14 There is a vanity which is done upon the earth; that there are righteous persons to whom it happens according to the doing of the ungodly; and there are ungodly men, to whom it happens according to the doing of the just: I said, This is also vanity.
Yeryüzünde boş bir şey daha var: Kötülerin hak ettiği doğruların, doğruların hak ettiğiyse kötülerin başına geliyor. Bu da boş, diyorum.
15 Then I praised mirth, because there is no good for a man under the sun, but to eat, and drink, and be merry: and this shall attend him in his labour all the days of his life, which God has given him under the sun.
Mutluluğu övgüye değer buldum. Çünkü güneşin altında insan için yiyip içmekten, mutlu olmaktan daha iyi bir şey yoktur.

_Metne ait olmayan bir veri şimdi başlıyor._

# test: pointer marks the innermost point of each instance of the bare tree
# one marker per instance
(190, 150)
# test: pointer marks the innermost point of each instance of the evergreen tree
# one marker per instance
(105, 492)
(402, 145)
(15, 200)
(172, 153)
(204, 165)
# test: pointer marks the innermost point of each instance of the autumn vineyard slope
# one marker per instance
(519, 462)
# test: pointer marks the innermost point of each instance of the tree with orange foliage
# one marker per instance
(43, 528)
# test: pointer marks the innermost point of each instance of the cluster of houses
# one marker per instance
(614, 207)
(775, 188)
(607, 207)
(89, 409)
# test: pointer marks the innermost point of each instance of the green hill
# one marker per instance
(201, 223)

Çünkü Tanrı'nın güneşin altında kendisine verdiği ömür boyunca çektiği zahmetten insana kalacak olan budur.
16 Whereupon I set my heart to know wisdom, and to perceive the trouble that was wrought upon the earth: for there is that neither by day nor night sees sleep with his eyes.
Bilgeliği ve dünyada çekilen zahmeti anlamak için kafamı yorunca –öyleleri var ki, gece gündüz gözüne uyku girmez–
17 And I saw all the works of God, that a man shall not be able to discover the work which is wrought under the sun; whatever things a man shall endeavour to seek, however a man may labour to seek it, yet he shall not find it; yes, how much soever a wise man may speak of knowing it, he shall not be able to find it: for I applied all this to my heart, and my heart has seen all this.
Tanrı'nın yaptığı her şeyi gördüm. İnsan güneşin altında olup bitenleri keşfedemez. Arayıp bulmak için ne kadar çaba harcarsa harcasın, yine de anlamını bulamaz. Bilge kişi anladığını söylese bile gerçekten kavrayamaz.